Das Diffamieren oder Verbieten einer Zeitung ist gewiss nicht mit dem Verbrennen von Büchern zu vergleichen. Der "Sputnik" z.B. wurde in der DDR nie öffentlich verbrannt. Er wurde nicht einmal offiziell verboten. Es gab ihn einfach nicht mehr. Und wer ihn sich im "befreundeten Ausland" besorgte - in Prag zum Beispiel gab es ihn nach wie vor auf deutsch - der machte sich der politischen Unzuverlässigkeit verdächtig. Das hieß konkret, in die alle Menschen umfassende Liebe des Ministers für Staatssicherheit eingeschlossen zu werden. Man genoss die "besondere Aufmerksamkeit" der "zuständigen Organe" - wenn nicht gar deren "besondere Aufmerksamkeiten".
Eigentlich ist es egal, wie man Leute nennt, die sich ermächtigt glauben, Publikationsverbote zu erlassen. Ob Schrifttumskammer, Abnahmekommission oder Zensurbehörde. Wichtig ist, daß man ihnen sagt: "Man kann einen Gedanken nicht dadurch besiegen, daß man ihm die Teilnahme am Wettkampf verbietet." Der Aphoristiker Gabriel Laub, von dem dieser Satz stammt, hatte als Jude seine Erfahrungen 1939 in Bochnia (Polen) mit den deutschen Nazis gemacht, durfte nach der Flucht in die Sowjetunion die "Einheit und Reinheit der Weltanschauung" in der Internierung pflegen und ging 1946 nach Prag, wo er folgerichtig 1968 durch leichtfertige Veröffentlichungen "parteifeindlicher Tatsachen" in Widerspruch zur "Avantgarde" geriet und vorsichtshalber nach Hamburg ging, wo er hinfort ungehindert "staats- und parteifeindliche" Aphorismen schreiben konnte, wie es ihm beliebte.

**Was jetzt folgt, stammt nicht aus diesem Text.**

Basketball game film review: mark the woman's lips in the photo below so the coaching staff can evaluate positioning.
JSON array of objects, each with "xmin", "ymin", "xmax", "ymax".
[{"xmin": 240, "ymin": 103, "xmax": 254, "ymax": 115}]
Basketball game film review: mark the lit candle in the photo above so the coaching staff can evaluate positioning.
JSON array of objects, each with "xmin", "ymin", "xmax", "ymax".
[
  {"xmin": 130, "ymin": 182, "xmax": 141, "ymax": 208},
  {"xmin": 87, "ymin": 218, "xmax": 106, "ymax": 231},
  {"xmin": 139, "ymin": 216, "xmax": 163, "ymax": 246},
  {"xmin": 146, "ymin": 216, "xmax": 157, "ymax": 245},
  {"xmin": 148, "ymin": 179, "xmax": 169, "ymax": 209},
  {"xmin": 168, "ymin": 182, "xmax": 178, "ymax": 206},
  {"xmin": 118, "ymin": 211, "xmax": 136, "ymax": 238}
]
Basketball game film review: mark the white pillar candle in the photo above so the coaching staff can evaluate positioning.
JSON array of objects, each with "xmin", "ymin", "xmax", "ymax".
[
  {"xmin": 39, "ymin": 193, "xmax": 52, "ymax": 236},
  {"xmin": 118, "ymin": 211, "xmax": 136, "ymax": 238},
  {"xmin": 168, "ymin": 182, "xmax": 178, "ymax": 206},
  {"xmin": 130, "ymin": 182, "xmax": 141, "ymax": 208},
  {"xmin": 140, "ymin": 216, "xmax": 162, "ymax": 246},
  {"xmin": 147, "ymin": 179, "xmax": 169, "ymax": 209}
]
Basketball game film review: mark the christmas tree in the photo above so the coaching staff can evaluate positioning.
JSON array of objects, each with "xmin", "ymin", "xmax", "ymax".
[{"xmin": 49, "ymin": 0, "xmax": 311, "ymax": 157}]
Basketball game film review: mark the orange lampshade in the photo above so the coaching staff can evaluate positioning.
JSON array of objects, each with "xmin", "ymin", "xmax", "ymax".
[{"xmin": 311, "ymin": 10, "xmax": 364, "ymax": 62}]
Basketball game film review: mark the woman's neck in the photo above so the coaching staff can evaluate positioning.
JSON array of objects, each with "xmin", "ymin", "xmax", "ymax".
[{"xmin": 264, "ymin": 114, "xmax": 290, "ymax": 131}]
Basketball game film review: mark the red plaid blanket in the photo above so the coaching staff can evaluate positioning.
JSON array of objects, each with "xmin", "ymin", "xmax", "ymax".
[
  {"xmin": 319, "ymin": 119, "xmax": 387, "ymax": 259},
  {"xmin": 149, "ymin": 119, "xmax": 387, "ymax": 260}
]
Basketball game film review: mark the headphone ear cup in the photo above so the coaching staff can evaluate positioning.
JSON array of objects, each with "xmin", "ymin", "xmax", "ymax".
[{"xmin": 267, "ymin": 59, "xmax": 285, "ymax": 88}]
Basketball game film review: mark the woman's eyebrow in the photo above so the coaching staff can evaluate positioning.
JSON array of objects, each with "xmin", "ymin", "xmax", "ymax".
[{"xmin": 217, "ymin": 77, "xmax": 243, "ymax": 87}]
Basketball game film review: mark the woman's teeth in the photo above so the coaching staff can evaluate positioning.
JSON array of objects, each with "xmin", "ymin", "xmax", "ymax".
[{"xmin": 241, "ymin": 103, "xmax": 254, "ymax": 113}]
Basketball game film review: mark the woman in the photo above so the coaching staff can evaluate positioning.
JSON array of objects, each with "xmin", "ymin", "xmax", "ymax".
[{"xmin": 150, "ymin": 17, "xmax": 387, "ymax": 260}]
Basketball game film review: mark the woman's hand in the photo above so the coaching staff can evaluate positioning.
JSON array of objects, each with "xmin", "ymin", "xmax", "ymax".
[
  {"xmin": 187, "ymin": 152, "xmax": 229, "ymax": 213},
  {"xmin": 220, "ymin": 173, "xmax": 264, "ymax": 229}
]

(Zum Interview mit Gabriel Laub)
Wenn nun ein Stadtvorstand einer Partei sich auf die Zusammenarbeit mit "geeigneten und zuverlässigen" Elementen beschränken möchte, so sei ihm das von Herzen vergönnt. Bis Oktober 1989 war das auch bewährte und zukunftsweisende Strategie einer revolutionären Kampfpartei in der DDR. Diese Zukunft endet dann abrupt im November '89 und verwandelte sich über Nacht zu Vergangenheit, mit der viele nie etwas zu tun gehabt haben wollten. Das wünschen wir natürlich keiner Partei. Aber verhindern können es nur Menschen, die man mitarbeiten läßt.

Die Ausgegrenzten stehen zunächst hilflos bedauernd am Rande - der manchmal über Nacht zum Zentrum wird. Aber das ist eine neue Geschichte.